Andrews, 30, was found guilty of the murder of Marion Narinesingh in Lopinot and was sentenced at the President’s pleasure by Justice Lennox Deyalsingh on June 29, 1993 since he was a minor at the time and could not be given the death penalty. Andrews’ attorneys Gerald Ramdeen and Mark Seepersad had, on February 2, 2004, filed a motion that under the Children’s Act, their client’s detention was unconstitutional because it contradicted the rule of separation of powers. Andrews should have been detained at the Court’s pleasure, the attorneys said. Madame Justice Mira Dean Amorer had upheld Andrews’ motion and ordered he be detained at the Court’s pleasure with periodical reviews. The State had then agreed to a consent order.
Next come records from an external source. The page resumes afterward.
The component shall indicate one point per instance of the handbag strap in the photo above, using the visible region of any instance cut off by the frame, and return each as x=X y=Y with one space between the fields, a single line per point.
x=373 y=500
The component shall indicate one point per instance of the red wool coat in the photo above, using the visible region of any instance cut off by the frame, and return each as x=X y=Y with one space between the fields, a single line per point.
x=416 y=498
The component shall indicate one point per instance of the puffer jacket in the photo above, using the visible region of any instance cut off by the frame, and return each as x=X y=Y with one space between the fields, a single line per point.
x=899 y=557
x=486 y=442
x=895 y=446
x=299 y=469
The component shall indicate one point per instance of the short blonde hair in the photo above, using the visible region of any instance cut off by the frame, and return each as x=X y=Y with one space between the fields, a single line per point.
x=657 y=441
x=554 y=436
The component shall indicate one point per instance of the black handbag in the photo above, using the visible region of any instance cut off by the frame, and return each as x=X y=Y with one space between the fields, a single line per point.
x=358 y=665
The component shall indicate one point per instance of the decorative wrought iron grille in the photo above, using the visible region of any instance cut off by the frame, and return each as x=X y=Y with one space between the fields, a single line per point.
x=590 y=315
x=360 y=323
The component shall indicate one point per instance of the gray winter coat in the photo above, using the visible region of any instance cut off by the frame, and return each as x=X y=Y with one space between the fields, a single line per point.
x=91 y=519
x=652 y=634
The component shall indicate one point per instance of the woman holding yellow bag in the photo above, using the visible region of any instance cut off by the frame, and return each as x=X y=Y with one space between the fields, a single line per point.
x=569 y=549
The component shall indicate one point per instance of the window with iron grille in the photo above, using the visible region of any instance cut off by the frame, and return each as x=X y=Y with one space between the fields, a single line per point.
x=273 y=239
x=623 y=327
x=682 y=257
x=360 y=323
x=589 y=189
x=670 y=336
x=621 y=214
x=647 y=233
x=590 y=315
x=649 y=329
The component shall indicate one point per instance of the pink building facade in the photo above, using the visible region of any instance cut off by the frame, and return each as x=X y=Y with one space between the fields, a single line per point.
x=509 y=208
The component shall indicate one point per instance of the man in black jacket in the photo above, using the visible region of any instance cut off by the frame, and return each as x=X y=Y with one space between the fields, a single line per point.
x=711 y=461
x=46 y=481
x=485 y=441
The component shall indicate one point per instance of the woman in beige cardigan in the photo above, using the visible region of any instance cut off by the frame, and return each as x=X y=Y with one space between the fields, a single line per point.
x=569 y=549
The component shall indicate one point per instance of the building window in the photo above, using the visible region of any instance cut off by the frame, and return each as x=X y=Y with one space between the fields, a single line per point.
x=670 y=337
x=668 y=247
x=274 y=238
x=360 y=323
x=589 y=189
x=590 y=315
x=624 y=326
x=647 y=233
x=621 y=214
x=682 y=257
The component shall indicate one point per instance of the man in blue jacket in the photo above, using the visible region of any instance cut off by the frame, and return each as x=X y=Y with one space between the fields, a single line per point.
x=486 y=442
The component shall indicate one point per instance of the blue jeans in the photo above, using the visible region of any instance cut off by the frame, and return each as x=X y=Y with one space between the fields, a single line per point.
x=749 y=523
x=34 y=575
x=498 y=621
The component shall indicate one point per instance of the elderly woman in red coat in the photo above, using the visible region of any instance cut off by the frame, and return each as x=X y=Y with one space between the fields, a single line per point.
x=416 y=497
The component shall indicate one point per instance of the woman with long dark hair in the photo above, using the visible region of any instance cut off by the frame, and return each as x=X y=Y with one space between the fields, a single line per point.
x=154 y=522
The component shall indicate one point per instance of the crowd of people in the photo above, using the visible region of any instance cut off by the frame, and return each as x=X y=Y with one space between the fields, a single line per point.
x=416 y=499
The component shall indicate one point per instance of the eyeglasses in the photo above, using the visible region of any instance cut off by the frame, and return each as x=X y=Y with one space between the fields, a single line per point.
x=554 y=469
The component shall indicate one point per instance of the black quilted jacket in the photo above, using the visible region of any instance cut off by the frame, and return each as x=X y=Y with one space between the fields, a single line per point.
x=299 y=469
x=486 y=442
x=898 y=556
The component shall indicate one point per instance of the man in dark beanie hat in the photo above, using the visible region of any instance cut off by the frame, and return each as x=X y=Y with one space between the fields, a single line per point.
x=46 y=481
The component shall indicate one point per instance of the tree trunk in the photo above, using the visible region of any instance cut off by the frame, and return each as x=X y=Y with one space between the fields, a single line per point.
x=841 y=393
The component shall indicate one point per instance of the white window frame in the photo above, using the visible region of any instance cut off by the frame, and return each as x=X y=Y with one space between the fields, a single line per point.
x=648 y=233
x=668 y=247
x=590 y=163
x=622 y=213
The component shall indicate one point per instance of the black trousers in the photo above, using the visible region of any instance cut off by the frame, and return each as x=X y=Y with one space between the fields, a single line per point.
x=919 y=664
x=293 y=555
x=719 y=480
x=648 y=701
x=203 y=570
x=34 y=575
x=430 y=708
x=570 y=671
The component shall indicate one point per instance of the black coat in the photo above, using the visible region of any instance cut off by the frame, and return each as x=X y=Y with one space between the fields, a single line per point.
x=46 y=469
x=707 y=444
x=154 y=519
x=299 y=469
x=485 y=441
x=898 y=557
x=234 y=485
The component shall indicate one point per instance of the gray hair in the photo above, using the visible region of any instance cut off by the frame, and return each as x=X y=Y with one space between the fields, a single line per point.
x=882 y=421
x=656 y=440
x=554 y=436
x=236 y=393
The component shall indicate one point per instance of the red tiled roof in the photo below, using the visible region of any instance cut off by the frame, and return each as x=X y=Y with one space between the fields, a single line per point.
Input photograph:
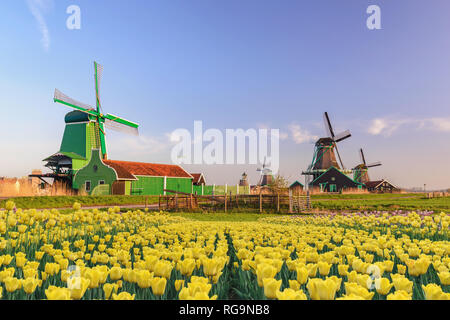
x=121 y=170
x=373 y=184
x=128 y=169
x=197 y=177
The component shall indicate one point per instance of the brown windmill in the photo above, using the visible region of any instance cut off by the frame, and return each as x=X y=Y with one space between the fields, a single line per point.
x=324 y=156
x=360 y=172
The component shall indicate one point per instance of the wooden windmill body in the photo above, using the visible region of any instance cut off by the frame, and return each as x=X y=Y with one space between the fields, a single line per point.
x=84 y=132
x=361 y=171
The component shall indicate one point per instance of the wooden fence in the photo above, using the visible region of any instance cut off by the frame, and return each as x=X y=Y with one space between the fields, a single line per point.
x=178 y=201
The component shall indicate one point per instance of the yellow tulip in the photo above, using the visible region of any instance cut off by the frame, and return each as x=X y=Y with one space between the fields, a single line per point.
x=179 y=284
x=445 y=278
x=163 y=269
x=271 y=286
x=265 y=271
x=404 y=284
x=195 y=287
x=343 y=269
x=77 y=287
x=294 y=285
x=187 y=266
x=108 y=288
x=401 y=268
x=159 y=286
x=302 y=275
x=115 y=273
x=202 y=296
x=199 y=279
x=123 y=296
x=352 y=276
x=337 y=282
x=55 y=293
x=215 y=278
x=364 y=280
x=20 y=262
x=418 y=267
x=356 y=289
x=144 y=279
x=321 y=289
x=12 y=284
x=94 y=276
x=312 y=269
x=434 y=292
x=290 y=294
x=351 y=297
x=184 y=294
x=388 y=265
x=211 y=267
x=324 y=268
x=399 y=295
x=29 y=273
x=29 y=285
x=383 y=286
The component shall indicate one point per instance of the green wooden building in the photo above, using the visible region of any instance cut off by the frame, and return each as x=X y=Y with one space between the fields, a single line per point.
x=82 y=162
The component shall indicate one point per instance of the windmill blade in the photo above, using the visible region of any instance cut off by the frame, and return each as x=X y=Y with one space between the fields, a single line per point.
x=98 y=79
x=120 y=127
x=339 y=156
x=328 y=126
x=374 y=164
x=66 y=100
x=361 y=154
x=342 y=136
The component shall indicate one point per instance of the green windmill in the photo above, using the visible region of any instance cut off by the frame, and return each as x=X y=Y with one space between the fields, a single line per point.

However, when the matter was called before Carmona on December 2, the State requested that the consent order be re-opened by Justice Dean Amorer in light of the Privy Council judgment in Matthew’s case — the Privy Council had ruled there was no contradiction of separation of powers in having the Mercy Committee, instead of the Judiciary, evaluate the sentences of persons on Death Row. The separation of powers principle is the same principle the State intends to argue in its attempt to re-open Dean Amorer’s ruling. Meanwhile, when a similar matter involving another convicted teen killer, Otis Melville, came up before Madame Justice Paula Mae Weekes in the city’s Second Criminal Court yesterday, the State, represented by attorney Cheron Raphael, requested an adjournment because it was not ready to proceed. 

Although the request was eventually granted, the State was severely reprimanded for its inability to make a decision on its position regarding the applicant’s sentence. According to Justice Weekes, at the hearing on October 24, State attorney Joy Balkaran had indicated that the DPP had no intention of resisting the release of the applicant. Now, the judge said, another DPP representative (Raphael) said she had no such instructions from the DPP. “The State can’t just take forever. It is amazing that up to now it cannot come to an agreement on the issue,” Weekes said. “It is unfair to the applicant to leave him hanging,” she concluded. Melville was convicted of the murder of another teenager, Lenny Beckles, who was fatally stabbed on January 13, 1993 at a basketball court in Morvant. Both Melville and Andrews will re-appear before Weekes and Carmona respectively on January 5, 2005.